This week, the Law Commission – which reviews areas of the law in England and Wales that have become unduly complicated, outdated or unfair – will conclude its scoping consultation of the reform the Offences Against The Person Act, the law that is currently used to prosecute people living with HIV (and occasionally other sexually transmitted infections; one each so far for gonorrhoea, hepatitis B and genital herpes) for ‘reckless’ or ‘intentional’ transmission, as grievous bodily harm.
The deadline for responses is this Wednesday 11 February 2015.
The consultation is a scoping review – it is looking at the scope of whether a further full review of the existing law should take place, rather than examining what the law should be.
The consultation asks six key questions (out of 38) specifically relating to HIV (and STI) criminalisation:
- We consider that future reform of offences against the person should take account of the ramifications of disease transmission. Do consultees agree?
- We also consider that in such reform consideration should be given to: (1) whether disease should in principle fall within the definition of injury in any reforming statute that may be based on the draft Bill; (2) whether, if the transmission of sexual infections through consensual intercourse is to be excluded, this should be done by means of a specific exemption limited to that situation. This could be considered in a wider review; alternatively (3) whether the transmission of disease should remain within the offences as in existing law.
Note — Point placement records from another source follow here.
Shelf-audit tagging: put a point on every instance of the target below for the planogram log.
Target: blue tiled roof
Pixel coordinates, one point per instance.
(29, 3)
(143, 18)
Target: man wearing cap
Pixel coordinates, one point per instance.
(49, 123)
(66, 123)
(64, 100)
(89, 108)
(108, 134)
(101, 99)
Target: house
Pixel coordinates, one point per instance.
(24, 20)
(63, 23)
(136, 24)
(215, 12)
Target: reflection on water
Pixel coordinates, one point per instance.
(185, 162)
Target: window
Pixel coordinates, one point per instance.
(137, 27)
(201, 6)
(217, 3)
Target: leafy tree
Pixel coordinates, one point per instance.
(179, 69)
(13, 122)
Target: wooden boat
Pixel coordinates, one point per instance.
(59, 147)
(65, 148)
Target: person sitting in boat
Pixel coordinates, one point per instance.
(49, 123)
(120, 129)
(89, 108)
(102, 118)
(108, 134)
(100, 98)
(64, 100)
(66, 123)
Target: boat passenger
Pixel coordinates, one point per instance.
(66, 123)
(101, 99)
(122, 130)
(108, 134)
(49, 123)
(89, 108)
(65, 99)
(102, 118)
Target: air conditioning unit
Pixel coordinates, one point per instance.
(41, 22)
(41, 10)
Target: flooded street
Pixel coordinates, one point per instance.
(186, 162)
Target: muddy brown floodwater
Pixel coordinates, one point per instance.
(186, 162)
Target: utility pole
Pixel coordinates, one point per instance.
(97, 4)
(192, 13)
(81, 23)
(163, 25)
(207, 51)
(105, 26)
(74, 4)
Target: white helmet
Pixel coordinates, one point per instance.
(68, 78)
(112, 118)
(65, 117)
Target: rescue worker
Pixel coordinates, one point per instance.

Do consultees agree?
- If the transmission of disease is to be included in any future reform including offences causing injury, it will be necessary to choose between the following possible rules about the disclosure of the risk of infection, namely: (1) that D should be bound to disclose facts indicating a risk of infection only if the risk is significant; or (2) that D should be bound to disclose facts indicating a risk of infection in all circumstances; or that whether D was justified in exposing V to that risk without disclosing it should be a question for the jury in each particular case. Do consultees have any preference as to these possible rules?
- We consider the reform of offences against the person should consider the extent to which transmission of minor infections would be excluded from the scope of injury offences. Do consultees agree?
- Do consultees consider that future reform should pursue the possibility of including specialized offences of transmission of infection, endangerment or non-disclosure?
- Do consultees have observations on the use of ASBOs, SOPOs or other means of penalizing non-disclosure?
Responses to the scoping consultation, including those from the HIV Justice Network, will be published soon. Following the consultation, the Law Commission will decide on their recommendations for the scope of reform in this area and present them to Government in the form of a scoping report.
In the meantime, the summary of key findings and outputs from the Economic and Social Research Council’s seminar series ‘Criminalizing Contagion: legal and ethical challenges of disease transmission and the criminal law’, which took place at the Universities of Southampton and Manchester from January 2012 until September 2014, provides a comprehensive legal and academic overview regarding how the law should treat a person who transmits, or exposes others to the risk of, a serious infection such as HIV.
Written jointly by David Gurnham, Catherine Stanton and Hannah Quirk, the report provides a detailed overview of the discussions in the seminars as well as the numerous publications arising from them, and acknowledges contributions made by various groups and individuals.